Gun Safety: Are Negligent
Discharges Inevitable?

By Mike McDaniel. December 7, 2020

An "accidental discharge" is more accurately known as a negligent discharge (ND). One second you're admiring a brilliantly designed and executed piece of wood (or plastic) and steel and the next, your ears are ringing, you're blinking furiously, you smell smoke and the unmistakable odor of gunpowder. Your first conscious thought: "Oh s**t!"

If you're fortunate, the only holes present are in furniture, walls and appliances rather than yourself or someone else. If it was a rifle round, there will tend to be rather more holes than if it were a handgun round. If you're really fortunate, no one else was aware of your ND, somewhat minimizing the damage to your self-image …

Police officers are often thought to be experts in the handling of firearms. This is, as I explained in another post, it ain't necessarily so. Police agencies are severely handicapped by being limited to recruiting solely from the human race, as these anecdotes reveal:

A Sweetwater, Fla., police officer was recovering Monday after his holstered gun discharged and hit him in the leg while he was chasing shoplifting suspects at Dolphin Mall.

The officer, Joel Bosque, was responding to a shoplifting report at the mall when he was injured.
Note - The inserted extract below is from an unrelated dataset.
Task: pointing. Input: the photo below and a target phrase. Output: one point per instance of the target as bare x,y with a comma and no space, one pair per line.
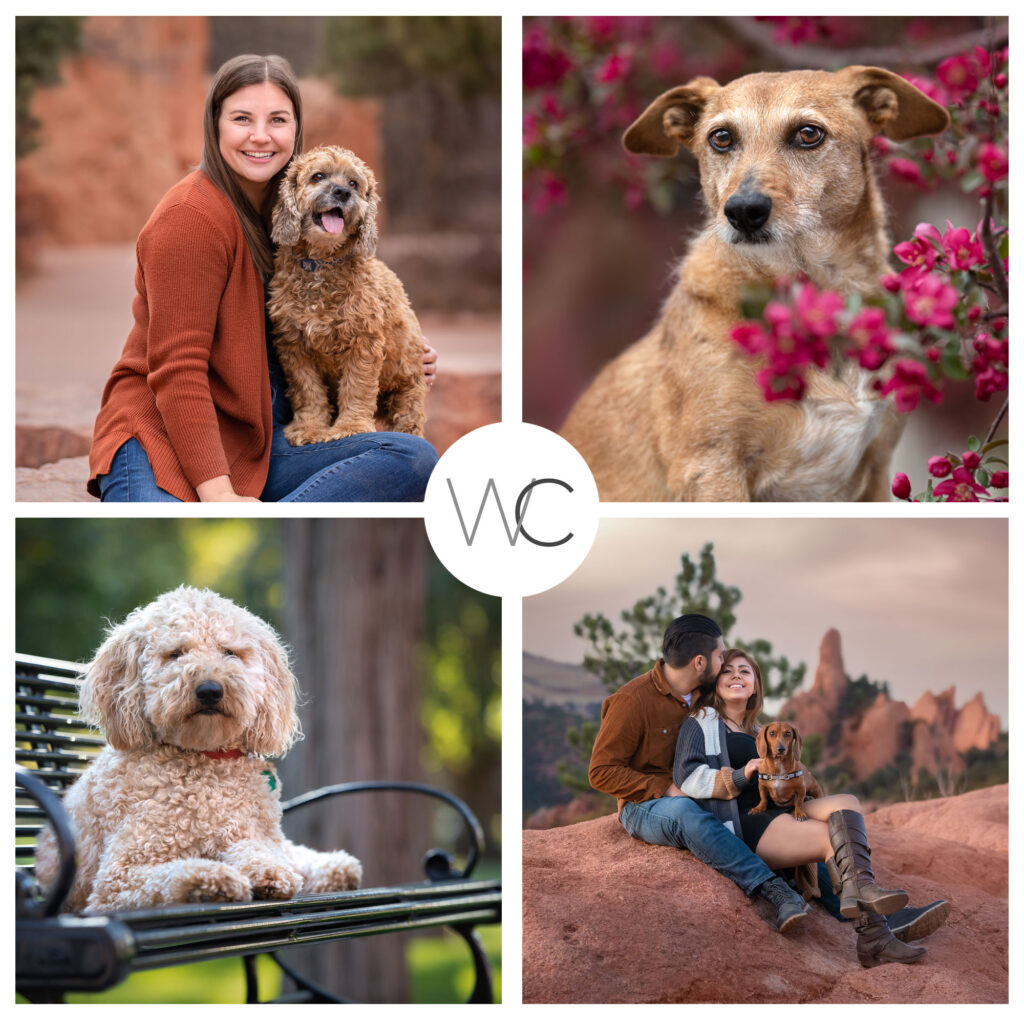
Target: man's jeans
679,821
He was taken to the hospital and is "doing fine," police spokesman Jorge Fernandez de Lara said.

Bosque, who has been with the department for a year, will likely be placed on administrative leave while Miami-Dade police investigate, the Miami Herald reports.

Ah yes; another of those mysterious cases of a holstered gun going off all by itself. ....

Not the first time safety issues have been discussed but it is a subject that in many ways can never be given enough exposure. Complacency is a major factor such that long term confidence and familiarity can lead to lapses in attention with resulting carelessness in handling. All rules of safety are important but perhaps the most vital is "never point at anything you do not wish to destroy" - the rule that can prevent injury or death.